Tuesday, 21 July 2015


Derek Webster on the myth of "power" in the poetry world:
Here are things that deserve the word “power”: armies, missiles, accelerating cars, Martha Stewart Living Omnimedia, hydroelectric dams, prime ministers, rocket launches, black holes, and gamma rays. In the poetry world, much of what we call “power” is just rung envy in authors looking up the ladder. To the unpublished poet, magazine-poets have “power.” To the magazine-poet, those with books have “power.” Have you been asked to judge a contest? Then you must have “power.” Canadian poets will point south to their more celebrated American counterparts: they wield it. But even poets with multiple books will tell you it's the publishers who wield “real power.” Or is that the tastemakers at big-circulation newspapers, websites and magazines? Or the Canada Council, without whose support none of this vast nefarious apparatus of “power” could exist? It’s hard to keep track of all the power-lunching people with a finger in the pie. But for the word “power” to be meaningful, it helps if there’s something to lose, some counterbalancing, non-power position that shows a demonstrable drop-off or significant opportunity that someone has lost by not having, or not being favoured, by “power.” And yet for every contest winner or hired professor, there are dozens, hundreds, sometimes thousands of losers; and for every annual new winner, thousands of losers remain the same.

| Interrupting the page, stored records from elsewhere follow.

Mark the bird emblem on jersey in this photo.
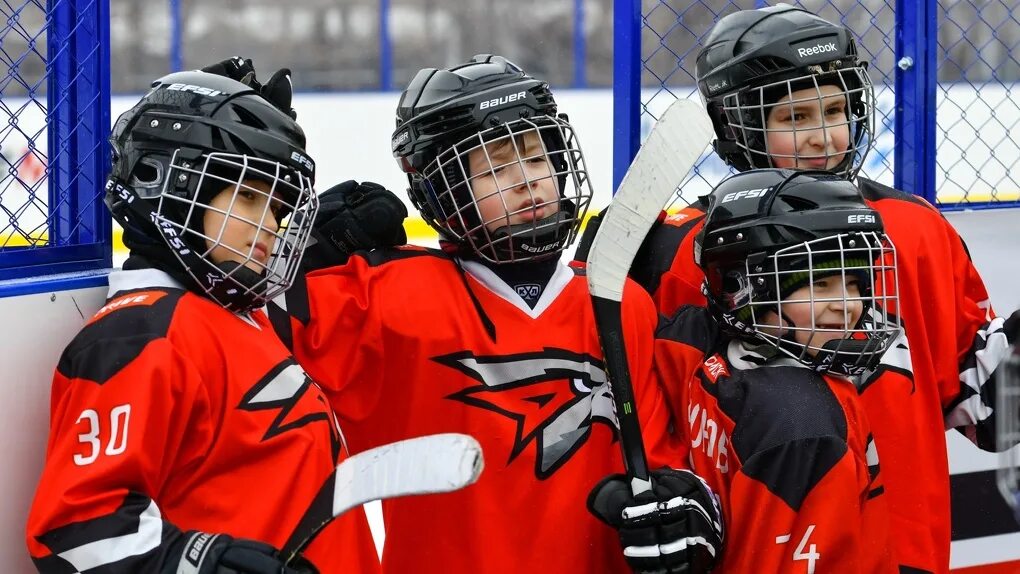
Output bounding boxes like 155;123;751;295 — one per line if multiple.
432;348;618;479
238;359;341;457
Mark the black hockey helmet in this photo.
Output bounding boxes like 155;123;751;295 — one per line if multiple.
106;71;318;311
392;54;592;263
696;4;874;178
695;169;899;374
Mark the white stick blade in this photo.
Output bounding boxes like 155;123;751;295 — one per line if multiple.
588;100;715;301
333;432;485;516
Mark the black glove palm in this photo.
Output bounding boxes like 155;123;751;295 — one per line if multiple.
202;56;298;119
304;179;407;270
163;530;318;574
588;468;723;574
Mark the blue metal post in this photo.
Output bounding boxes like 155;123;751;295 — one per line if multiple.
893;0;938;203
379;0;393;92
573;0;588;88
170;0;185;71
613;0;643;194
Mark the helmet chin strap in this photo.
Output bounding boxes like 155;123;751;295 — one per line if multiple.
477;209;574;262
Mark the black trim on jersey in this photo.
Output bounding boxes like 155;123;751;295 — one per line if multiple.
431;347;607;480
718;367;849;511
655;305;719;357
238;358;332;444
857;177;937;213
942;323;1004;453
265;299;293;354
950;470;1020;540
36;491;152;554
33;491;181;574
57;288;188;384
630;213;705;295
365;247;453;267
573;207;609;264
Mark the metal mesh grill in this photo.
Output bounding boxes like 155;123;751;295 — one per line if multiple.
0;0;110;279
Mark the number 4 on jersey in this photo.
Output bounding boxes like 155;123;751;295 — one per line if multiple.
775;524;822;574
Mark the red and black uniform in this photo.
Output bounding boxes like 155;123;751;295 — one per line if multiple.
655;306;898;574
28;269;378;574
595;177;1007;573
270;248;678;574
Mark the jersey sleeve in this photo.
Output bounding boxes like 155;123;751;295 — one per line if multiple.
624;280;685;469
27;338;213;574
939;213;1011;451
268;253;383;399
946;311;1020;451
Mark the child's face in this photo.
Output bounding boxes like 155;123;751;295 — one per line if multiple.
758;275;864;357
467;132;560;231
203;179;279;273
765;85;850;169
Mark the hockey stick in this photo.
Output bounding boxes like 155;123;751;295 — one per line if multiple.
588;100;714;494
281;432;485;565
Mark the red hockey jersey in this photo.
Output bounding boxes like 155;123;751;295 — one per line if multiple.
270;248;678;574
655;306;899;574
28;269;378;574
612;178;1007;573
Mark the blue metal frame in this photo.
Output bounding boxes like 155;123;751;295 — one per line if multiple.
0;0;112;289
893;0;938;203
379;0;393;92
169;0;185;71
613;0;644;194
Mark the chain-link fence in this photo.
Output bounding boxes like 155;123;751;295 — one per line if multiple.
0;0;110;285
614;0;1020;209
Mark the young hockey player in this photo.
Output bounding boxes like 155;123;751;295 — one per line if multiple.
270;55;719;573
577;4;1007;573
593;170;899;574
28;71;378;574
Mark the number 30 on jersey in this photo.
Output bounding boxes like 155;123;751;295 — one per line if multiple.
73;405;131;466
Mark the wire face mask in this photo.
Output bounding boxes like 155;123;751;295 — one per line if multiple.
996;348;1020;522
724;231;900;376
421;116;593;263
151;150;318;311
721;62;875;178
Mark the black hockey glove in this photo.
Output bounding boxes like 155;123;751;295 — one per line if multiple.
202;56;298;119
588;468;723;574
163;530;318;574
304;179;407;270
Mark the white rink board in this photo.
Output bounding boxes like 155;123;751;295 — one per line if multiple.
0;286;106;574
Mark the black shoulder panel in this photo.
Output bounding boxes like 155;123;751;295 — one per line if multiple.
57;288;188;384
363;246;453;267
655;305;719;357
857;177;931;209
630;214;705;295
715;367;848;511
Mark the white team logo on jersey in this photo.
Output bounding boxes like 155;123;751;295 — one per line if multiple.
238;359;343;458
434;348;618;478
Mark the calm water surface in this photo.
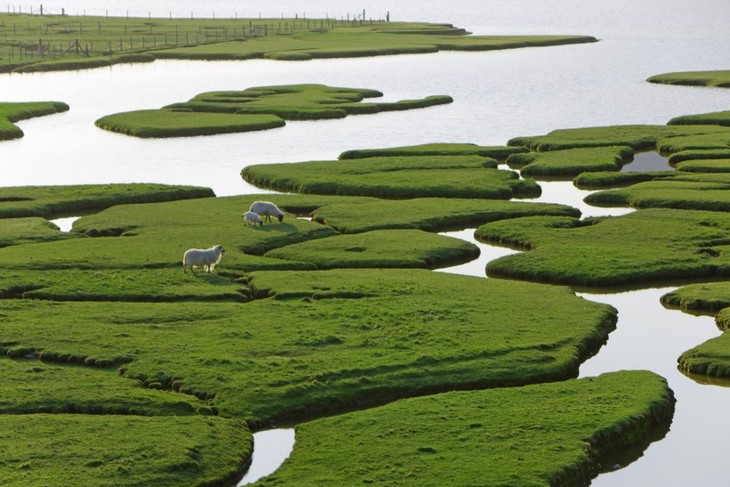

Suddenly it’s very hard to tell who is winning from who is losing, because everyone is losing. Among writers, powerlessness is the general state of being. All of us are losing, almost all of the time. Back when Jon Stewart was an up-and-coming comedian in the early 1990s, half a dozen years before the success of The Daily Show, he got invited to do his comedy routine on The David Letterman Show. He was ecstatic: this was his big break! On the fast track to success! After the show, when the adrenaline wore off, back in his hole-in-the-wall illegal sublet, he realized nothing had changed. Same person, same problems, powerless as before. If Letterman didn’t change Jon Stewart, imagine how powerless a Canadian poet remains, post-publication. We are Pluto, orbiting a distant, shining sun. We aren’t even a planet anymore.